Inflación sin descenso sostenido
El índice de precios implícitos del relevamiento —que aproxima la evolución de los precios dentro de la canasta de consumo— registró en febrero una suba interanual de 27,4%.
Este comportamiento confirma la persistencia de la inflación en niveles elevados. A diferencia de fases previas, no se observa una desaceleración sostenida, sino una dinámica con alta inercia.
La composición de las ventas refuerza esta lectura. Rubros vinculados al consumo básico, como carnes (+46,9%) y frutas y verduras (+37,0%), lideraron las subas nominales. Se trata de categorías con fuerte incidencia en el gasto de los hogares.
Ingresos que no consolidan recuperación
Los salarios dentro del sector muestran una suba nominal relevante. El salario promedio creció 34,2% interanual , por encima del índice de precios implícitos del propio relevamiento.
Sin embargo, esta mejora no se traduce plenamente en mayor consumo. La recomposición se produce sobre niveles previos deprimidos y convive con una reducción del empleo: el personal ocupado cayó 2,0% interanual.
La combinación de ingresos en recuperación parcial y menor cantidad de ocupados limita la expansión del gasto agregado.
Financiamiento y medios de pago
El análisis por medios de pago muestra una fuerte participación del crédito. Las tarjetas de crédito explican el 43,6% de las ventas, mientras que el efectivo representa el 16,8%.
Los denominados “otros medios de pago”, que incluyen billeteras virtuales y pagos con QR, crecieron 54,9% interanual. Este aumento refleja cambios en los hábitos de pago, pero también una mayor dependencia de instrumentos de financiamiento.
Consumo y nivel de actividad
El comportamiento del consumo masivo se vincula de forma directa con la evolución del producto interno bruto (PBI). La persistencia de caídas reales en supermercados sugiere que la economía no ha consolidado una fase de expansión.
Durante 2025, la actividad mostró señales de estabilización tras la contracción previa. Sin embargo, el consumo privado continúa condicionado por la inflación persistente y la recomposición incompleta de ingresos.
En este contexto, el leve crecimiento mensual registrado en febrero no alcanza para modificar el cuadro general.
Un escenario de inercia
Los datos del Indec configuran un escenario en el que la inflación deja de desacelerar y mantiene una dinámica elevada, mientras el consumo no logra recuperarse.

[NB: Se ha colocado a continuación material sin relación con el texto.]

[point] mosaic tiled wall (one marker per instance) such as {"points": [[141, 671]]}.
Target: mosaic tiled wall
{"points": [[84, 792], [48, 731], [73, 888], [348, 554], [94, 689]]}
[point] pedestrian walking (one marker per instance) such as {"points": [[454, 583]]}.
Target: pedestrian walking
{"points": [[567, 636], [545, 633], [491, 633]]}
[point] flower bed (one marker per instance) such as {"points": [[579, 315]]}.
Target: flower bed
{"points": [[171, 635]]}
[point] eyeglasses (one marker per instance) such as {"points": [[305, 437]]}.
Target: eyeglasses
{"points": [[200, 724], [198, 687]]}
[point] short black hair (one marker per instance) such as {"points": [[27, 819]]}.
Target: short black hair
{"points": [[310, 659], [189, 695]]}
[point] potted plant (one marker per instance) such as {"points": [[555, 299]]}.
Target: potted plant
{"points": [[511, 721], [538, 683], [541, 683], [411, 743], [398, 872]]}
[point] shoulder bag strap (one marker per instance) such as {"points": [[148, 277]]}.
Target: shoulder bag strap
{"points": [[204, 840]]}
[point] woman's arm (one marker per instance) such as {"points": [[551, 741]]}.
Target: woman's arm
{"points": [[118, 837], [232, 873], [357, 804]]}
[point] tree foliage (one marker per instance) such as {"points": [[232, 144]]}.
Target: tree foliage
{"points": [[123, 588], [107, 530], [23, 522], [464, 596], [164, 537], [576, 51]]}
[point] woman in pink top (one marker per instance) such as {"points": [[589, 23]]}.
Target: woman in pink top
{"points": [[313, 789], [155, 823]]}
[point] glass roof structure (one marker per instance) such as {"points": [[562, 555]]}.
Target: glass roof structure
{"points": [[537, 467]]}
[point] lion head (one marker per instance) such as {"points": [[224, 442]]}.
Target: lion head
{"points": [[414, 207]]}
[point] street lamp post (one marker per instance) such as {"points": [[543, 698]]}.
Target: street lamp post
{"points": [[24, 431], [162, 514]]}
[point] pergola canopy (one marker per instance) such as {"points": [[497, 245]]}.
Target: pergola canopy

La economía transita una etapa de ajuste con características definidas: precios con inercia, ingresos en recuperación parcial y actividad sin impulso suficiente.
La evolución del consumo dependerá de la capacidad de los salarios reales para sostener una mejora continua en un contexto en el que la inflación no muestra, por el momento, una trayectoria descendente.